Мы вернулись в комнату с красивой кроватью. Я еще раз её обошёл и остановился у изголовья. Какой бы она ни была пару минут назад, самое интересное было сейчас на самой постели. Если вся мебель в доме была накрыта чем-то похожим на простыни, то эта постель выглядела так, будто ее хозяин только что встал. Не заправлена.

Все это становилось очень странным и пугающим. Я уже начал жалеть о том, что потащил сюда Еву.

Над кроватью висела картина. Очень статный молодой человек стоял с прямо вытянутой рукой, на которой сидел чёрный как смола ворон. По его другую руку стояли две девочки лет десяти.
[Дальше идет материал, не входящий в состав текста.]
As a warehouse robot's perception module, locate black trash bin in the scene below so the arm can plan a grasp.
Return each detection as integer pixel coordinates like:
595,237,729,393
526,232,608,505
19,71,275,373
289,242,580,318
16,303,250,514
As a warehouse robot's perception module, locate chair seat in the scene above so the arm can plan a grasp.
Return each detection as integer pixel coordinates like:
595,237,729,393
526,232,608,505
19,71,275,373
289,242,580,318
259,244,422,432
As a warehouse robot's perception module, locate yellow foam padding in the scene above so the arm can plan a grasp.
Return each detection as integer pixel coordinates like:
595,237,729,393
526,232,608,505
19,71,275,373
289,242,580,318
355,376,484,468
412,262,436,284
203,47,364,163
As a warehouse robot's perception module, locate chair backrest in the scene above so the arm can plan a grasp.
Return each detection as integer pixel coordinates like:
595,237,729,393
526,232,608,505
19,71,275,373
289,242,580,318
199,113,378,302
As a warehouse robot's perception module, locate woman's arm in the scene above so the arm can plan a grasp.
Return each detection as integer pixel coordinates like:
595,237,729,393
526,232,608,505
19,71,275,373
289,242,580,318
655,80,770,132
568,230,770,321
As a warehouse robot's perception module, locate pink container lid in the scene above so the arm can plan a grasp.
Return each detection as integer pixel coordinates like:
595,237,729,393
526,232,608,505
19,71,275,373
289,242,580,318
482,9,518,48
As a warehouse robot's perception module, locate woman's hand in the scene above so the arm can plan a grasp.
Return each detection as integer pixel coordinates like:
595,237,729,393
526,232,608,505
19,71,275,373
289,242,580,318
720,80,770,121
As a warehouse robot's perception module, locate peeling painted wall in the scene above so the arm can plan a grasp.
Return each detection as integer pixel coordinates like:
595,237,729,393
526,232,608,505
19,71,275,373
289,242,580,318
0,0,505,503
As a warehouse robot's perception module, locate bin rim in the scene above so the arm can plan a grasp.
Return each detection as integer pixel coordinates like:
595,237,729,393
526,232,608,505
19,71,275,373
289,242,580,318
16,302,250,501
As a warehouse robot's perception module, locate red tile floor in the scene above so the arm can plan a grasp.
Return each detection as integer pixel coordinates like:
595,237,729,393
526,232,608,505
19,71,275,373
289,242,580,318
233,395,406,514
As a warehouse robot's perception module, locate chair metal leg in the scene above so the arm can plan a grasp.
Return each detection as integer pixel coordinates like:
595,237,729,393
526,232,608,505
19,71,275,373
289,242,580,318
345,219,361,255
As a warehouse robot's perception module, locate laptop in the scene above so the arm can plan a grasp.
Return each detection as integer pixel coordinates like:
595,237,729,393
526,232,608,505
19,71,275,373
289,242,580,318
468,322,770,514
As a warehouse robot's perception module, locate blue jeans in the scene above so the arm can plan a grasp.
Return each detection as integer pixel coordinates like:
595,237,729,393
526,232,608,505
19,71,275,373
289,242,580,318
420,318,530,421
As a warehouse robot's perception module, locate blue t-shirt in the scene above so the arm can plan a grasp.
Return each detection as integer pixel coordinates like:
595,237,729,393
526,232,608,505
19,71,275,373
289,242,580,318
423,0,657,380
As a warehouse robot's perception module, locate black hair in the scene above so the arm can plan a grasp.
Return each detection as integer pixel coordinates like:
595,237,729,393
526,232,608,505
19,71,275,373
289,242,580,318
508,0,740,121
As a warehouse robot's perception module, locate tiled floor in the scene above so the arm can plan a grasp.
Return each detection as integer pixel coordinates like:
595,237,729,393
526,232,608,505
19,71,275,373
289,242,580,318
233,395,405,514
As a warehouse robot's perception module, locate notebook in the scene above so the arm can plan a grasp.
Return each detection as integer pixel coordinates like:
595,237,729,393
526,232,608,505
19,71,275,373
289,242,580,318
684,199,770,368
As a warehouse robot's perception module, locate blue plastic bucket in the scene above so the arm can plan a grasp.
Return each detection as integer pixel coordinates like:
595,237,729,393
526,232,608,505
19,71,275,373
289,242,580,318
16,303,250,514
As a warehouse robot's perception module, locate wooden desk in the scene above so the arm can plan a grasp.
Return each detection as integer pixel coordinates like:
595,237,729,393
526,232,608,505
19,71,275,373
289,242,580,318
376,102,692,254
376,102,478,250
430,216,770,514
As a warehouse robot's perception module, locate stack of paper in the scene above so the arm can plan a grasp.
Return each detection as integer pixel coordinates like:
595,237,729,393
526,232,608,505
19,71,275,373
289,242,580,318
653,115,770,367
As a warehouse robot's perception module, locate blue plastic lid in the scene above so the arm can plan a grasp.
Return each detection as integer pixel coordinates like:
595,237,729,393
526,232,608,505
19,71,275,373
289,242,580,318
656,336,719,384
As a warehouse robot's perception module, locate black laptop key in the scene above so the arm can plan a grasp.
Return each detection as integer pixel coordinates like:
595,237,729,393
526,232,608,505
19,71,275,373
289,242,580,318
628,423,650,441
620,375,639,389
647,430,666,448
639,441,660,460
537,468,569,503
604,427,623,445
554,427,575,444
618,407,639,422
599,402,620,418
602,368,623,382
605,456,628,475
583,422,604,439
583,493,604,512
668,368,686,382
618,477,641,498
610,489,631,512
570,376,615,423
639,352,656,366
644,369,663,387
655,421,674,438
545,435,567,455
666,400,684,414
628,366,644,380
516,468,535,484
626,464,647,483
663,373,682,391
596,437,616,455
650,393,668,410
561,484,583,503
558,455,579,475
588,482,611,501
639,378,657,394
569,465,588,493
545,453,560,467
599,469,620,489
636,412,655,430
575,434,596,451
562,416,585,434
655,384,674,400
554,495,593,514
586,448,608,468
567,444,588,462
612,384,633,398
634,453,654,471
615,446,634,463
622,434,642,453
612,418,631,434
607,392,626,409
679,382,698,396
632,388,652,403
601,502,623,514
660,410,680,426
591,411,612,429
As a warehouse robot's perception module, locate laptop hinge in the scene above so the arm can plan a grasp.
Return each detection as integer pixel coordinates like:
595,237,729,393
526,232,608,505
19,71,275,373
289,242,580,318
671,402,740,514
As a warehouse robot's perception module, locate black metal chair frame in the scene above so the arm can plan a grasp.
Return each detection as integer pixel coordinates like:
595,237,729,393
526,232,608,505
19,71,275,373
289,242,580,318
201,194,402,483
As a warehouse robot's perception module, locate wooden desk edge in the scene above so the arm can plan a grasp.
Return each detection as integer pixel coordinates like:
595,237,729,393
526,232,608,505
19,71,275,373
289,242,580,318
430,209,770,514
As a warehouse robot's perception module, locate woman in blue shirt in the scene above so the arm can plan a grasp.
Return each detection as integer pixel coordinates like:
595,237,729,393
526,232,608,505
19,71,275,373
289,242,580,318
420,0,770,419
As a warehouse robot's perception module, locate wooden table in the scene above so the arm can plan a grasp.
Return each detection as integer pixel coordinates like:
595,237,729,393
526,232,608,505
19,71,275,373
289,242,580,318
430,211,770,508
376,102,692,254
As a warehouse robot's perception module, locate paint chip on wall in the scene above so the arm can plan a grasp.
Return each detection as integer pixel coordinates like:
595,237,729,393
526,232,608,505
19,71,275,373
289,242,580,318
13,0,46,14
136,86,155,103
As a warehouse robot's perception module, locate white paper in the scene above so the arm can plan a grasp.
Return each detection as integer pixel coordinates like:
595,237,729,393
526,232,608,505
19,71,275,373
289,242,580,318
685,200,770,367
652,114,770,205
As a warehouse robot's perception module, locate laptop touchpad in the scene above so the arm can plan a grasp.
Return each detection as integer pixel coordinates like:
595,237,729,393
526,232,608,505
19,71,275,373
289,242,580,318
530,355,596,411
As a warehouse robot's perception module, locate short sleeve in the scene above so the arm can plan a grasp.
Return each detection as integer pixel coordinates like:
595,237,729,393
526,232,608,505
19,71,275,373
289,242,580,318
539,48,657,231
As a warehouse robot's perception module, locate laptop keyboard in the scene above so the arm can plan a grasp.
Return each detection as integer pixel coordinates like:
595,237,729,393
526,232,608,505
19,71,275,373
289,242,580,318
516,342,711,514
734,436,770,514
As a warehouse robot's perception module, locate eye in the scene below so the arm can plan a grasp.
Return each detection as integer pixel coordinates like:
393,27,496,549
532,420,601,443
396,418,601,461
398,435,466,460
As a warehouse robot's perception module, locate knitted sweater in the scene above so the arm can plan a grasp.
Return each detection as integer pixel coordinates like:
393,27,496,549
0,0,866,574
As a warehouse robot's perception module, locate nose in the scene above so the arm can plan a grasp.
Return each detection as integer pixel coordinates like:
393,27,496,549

Тот же человек, что и внизу. Вероятно, там была чета Бронсон. Я подошел к окну. Во дворе никого не было.

Оказывается, со второго этажа двор выглядел чуть иначе. Сверху было видно, что газон был в виде птицы с распахнутыми крыльями.

– …Папа! – я резко обернулся. Ева стояла вся белая, как смерть. Одной рукой она зажимала себе рот, другой края своего платья-комбинезона. Я даже охнул от удивления, что говорить о моей подруге. В дверях стоял Патрик Бронсон, отец Евы.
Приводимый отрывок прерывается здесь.